Saturday, March 9, 2013

Geoduck

When Chef Laiskonis agreed to do the guest chef dinner and demo a few weeks ago, I expected to have some challenging ingredients on my shopping list.  Hydrocolloids - check; Six different types of chocolate - check; Buddha Hand Fruit - check; Geoduck Clams! - Couldn't find them anywhere.  I started with my three main fish purveyors and none of them had any luck sourcing them.  I tried a
couple of fed-ex companies and only came up with farm raised Geoducks from Baja which wouldn't do.  In a last effort I asked one of my friends to stop by an Asian live seafood market in the South Bay.  Sure enough they had a few giant geoducks sitting in an aerated tank.  For the precious price of
$30 per pound he bought me four.

Geoducks are prized in many parts of Asia, fetching upwards of a hundred dollars per pound for prime specimens.  Their appeal is a crisp texture, clean-sweet flavor and an appearance that can only be described as surreally phallic.  We have a similar species of Clam that lives in the brackish waters of the Elkhorn Slough called Horseneck Clams.  At low tide you can see the clams squirting water along the slough banks, then rapidly digging themselves into the sand with any hit of danger. Unfortunately I don't believe these are commercially available, but would love to get a fishing license and try to catch a few.

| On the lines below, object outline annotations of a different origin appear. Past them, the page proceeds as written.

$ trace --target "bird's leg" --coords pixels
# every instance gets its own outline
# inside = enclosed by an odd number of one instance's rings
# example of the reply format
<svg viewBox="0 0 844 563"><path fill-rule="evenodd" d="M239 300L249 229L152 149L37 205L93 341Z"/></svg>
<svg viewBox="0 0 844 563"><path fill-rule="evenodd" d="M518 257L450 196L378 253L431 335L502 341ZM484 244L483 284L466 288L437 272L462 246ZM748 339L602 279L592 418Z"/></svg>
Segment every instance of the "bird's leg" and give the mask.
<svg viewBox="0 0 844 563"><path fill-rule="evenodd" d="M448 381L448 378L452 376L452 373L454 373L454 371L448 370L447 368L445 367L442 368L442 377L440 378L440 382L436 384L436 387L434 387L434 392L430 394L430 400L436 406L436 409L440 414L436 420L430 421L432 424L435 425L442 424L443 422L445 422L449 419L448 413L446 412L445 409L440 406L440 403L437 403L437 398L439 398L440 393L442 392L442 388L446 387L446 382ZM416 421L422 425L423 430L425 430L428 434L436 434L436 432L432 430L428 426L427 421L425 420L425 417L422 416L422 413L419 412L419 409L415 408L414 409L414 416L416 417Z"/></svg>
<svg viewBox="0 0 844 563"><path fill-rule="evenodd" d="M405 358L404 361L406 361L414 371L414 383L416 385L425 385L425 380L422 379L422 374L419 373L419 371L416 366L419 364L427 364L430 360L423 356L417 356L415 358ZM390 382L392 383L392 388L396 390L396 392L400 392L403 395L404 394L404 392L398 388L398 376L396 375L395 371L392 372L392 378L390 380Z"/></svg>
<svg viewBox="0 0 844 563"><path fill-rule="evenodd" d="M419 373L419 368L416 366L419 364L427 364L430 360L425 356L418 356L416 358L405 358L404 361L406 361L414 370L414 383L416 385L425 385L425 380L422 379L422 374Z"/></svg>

I wish I could have gone to the live market in person last week, but unfortunately we were all too busy to take a morning off.  It is always inspiring to think about the number of ingredients that are available when you take the time to find them.  In the next couple of weeks I want to take my sous chefs, Willy and Jacob, on a culinary tour of the ethnic markets in the Bay Area, in search of new and exciting ingredients.